Both the DVD and the Blu-ray are front-loaded with trailers for The Man with the Iron Fists 2, Ouija, DragonHeart 3, Dumb and Dumber To, 'Z Nation', Kill The Messenger, and The Scorpion King 4. The Blu-ray's main menu is the typical format used by Universal, with the image from the box cover along with menu selections running down the left side of the screen. The DVD main menu uses the same box cover image, with menu selections running across the bottom of the screen.
In addition to the Blu-ray release noted here, Walmart is offering an exclusive steelbook version (with different cover art as well), which contains the same discs and digital code seen in this release. So the content is exactly the same, but the packaging is different.
The Blu-ray in this release is region-free.
Unlike most big budget releases these days, 'Dracula Untold' has been shot on glorious 35mm film (using primarily Panavision Panaflex equipment) and the results are as beautiful as one might have hoped, with deep, rich colors that are oversaturated but never bleed (pardon the vampire pun) and a fine grain in the background of each shot. Black levels are deep and inky, which is a good thing, considering how many nighttime and darkened shots there are in the film. Detail is pretty strong throughout the movie, with some nice depth and clarity to the image. Flesh tones lean on the warm side of things (yes, even for the children of the night), but they're consistent throughout.
In terms of glitches or issues, there's nary one to be found. I saw no evidence of banding, aliasing, or over-sharpening of the transfer. This is a very good-looking Blu-ray.

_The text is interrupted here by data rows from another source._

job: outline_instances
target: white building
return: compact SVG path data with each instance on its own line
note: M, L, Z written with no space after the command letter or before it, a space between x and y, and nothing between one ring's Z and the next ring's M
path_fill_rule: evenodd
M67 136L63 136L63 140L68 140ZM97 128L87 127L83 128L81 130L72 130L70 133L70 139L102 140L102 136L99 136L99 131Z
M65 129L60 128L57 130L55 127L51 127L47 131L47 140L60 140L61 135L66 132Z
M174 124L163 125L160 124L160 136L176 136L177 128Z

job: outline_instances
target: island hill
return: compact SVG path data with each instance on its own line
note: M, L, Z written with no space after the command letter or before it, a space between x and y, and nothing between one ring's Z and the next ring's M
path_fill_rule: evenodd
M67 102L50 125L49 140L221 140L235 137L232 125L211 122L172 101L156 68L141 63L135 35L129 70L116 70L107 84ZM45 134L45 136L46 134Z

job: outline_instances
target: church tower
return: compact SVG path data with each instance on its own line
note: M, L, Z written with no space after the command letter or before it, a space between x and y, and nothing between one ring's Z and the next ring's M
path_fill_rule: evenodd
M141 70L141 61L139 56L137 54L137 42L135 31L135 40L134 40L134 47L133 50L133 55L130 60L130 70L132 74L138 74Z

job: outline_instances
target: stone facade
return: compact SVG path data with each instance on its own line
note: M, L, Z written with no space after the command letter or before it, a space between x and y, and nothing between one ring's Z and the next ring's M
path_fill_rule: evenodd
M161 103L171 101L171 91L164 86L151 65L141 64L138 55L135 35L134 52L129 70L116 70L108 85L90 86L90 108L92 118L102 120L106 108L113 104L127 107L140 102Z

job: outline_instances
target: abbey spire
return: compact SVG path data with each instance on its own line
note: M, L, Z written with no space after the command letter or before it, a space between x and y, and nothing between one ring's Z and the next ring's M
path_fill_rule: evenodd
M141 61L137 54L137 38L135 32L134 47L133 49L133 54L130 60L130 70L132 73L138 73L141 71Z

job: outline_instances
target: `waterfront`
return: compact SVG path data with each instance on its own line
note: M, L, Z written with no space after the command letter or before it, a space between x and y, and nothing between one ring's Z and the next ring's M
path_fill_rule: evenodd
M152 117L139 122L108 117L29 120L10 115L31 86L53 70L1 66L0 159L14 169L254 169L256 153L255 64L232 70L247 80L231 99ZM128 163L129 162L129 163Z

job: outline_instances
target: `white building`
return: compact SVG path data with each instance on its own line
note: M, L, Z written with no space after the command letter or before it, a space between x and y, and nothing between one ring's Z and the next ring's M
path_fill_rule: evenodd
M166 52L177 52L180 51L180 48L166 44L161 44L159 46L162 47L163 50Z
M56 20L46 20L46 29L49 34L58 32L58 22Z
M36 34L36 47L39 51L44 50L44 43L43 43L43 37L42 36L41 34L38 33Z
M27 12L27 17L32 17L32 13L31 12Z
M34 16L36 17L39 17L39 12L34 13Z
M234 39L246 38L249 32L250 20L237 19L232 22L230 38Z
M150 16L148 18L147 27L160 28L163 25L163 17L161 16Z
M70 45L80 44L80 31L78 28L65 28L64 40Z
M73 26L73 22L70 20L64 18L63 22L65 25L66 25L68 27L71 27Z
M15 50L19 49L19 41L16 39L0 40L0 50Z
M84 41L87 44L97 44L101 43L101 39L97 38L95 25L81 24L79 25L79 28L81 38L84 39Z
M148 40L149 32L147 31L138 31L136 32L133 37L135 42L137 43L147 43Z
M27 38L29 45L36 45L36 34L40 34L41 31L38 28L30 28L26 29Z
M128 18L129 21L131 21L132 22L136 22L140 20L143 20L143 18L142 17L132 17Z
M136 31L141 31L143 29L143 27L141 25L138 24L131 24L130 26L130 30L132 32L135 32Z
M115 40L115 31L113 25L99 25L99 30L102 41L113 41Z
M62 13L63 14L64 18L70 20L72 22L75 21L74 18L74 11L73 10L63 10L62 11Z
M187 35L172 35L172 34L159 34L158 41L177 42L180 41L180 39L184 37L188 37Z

The featured track here is an English 5.1 DTS-HD lossless one, that certainly has a lot of fun with the audio. There's a real immersive feel in many scenes, as sounds come from all around the home viewer. Directionality is in frequent use as well, as the many scenes that feature swarms of bats will swoop from one side of your home theater to another, then back again. LFE is also put to good use, with some low booming sounds often coming from one's subwoofer. This is a very active and very entertaining track all around.
There's really only one thing here that keeps the audio from getting a reference-quality score, and that's the fact that the dialogue – which is mainly, but not always, up front – is mixed slightly lower than the rest of the track. This is such a frequent issue with releases – particularly big budget efforts like 'Dracula Untold' – I often feel like I should just give up and stop complaining about it. But once again, having your remote control handy is important, as one may need to crank up the volume to hear 'Dracula Untold's quieter moments and/or turning the volume down a few notches during the big action sequences. Otherwise, the track is crisp, clear, and free of any other noticeable problems.
In addition to the lossless English audio, 5.1 Dolby Digital tracks are available in both Spanish and French, as well as an English Descriptive Video Service track. Subtitles are available in English SDH, Spanish, and French.
'Dracula Untold' isn't quite good enough to recommend, but it's not totally dismissible, either. It's basically an attempt my Universal to turn Dracula into more of an anti-hero (anti-superhero would probably be a better description) as opposed to the villain he's always been. The movie has a story where the outcome is never uncertain and contains a lot of lapses in logic, but there's enough entertainment here to make it worth a look. Rent it.